Last week, Zerwas took in four kittens that had been abandoned. She also receives more and more dogs that have run away because they aren't used to city life. The shelter also functions as a reception and quarantine station for animals from abroad that have not been fully vaccinated, many of them just 10 weeks old.
It seems like Germans are in Tinder mode when it comes to choosing their pets: They are looking for the perfect partner, without flaws or weaknesses, who promises an easy relationship. "If the dog can go in the car and stay alone, if he gets along well with children and plays with other dogs, wonderful. But as soon as there is an issue, placement becomes difficult," Zerwas says.
If Tinder is the platform that can save some animals, eBay classifieds is still a path to suffering, illness and even death for hundreds of others. The illegal puppy trade has boomed during the pandemic. In the first half of 2021, 1,307 animals were affected, more than in all of last year, according to the German Animal Welfare Association. Because of the high number of unreported cases, that is only the tip of the iceberg.
"The platform opens the door to illegal trade. This trade must finally be restricted and regulated by law if a ban cannot be enforced.
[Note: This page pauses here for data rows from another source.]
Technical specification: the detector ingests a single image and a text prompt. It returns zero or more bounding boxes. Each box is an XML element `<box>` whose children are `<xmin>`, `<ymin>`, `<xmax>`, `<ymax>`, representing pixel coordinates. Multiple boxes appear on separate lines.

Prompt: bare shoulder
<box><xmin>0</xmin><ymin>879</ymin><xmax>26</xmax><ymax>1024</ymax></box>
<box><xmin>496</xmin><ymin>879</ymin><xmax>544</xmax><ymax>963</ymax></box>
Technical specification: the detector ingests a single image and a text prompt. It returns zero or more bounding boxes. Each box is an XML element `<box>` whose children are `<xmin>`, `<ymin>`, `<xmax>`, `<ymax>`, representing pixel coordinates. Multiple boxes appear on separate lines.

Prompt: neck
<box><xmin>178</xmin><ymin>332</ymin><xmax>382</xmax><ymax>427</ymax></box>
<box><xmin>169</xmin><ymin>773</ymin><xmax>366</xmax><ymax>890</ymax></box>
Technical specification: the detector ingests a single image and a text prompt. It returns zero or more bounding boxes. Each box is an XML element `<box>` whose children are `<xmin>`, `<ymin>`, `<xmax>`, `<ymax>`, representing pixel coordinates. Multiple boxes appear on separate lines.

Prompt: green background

The penalties for the illegal traders and checks and clarification of the cases must be tougher," says Hester Pommerening of the German Animal Welfare Association. "Policy hasn't changed and the situation is becoming more and more dramatic."
The last German government had wanted to present itself as the savior of abused pets, and the topic of puppy trafficking was explicitly mentioned in 2018 in the coalition agreement. "However, our demands have more or less fallen flat and been dragged out, and with [Consumer Protection] Minister Julia Klöckner, we have fallen on deaf ears."
Animal welfare organizations are now pinning their hopes on the new government and a new minister, possibly from the Green Party, who could do more for animal welfare and push to limit the illegal animal trade at the EU level. By requiring mandatory Europe-wide identification and registration of dogs and cats, it would become much more difficult to illegally trade in them.
"What we are currently seeing is the outright consumption of living creatures," says Pommerening. "People are getting animals as commodities or toys, and if they don't work out, they just want to exchange them."
This article has been translated from German.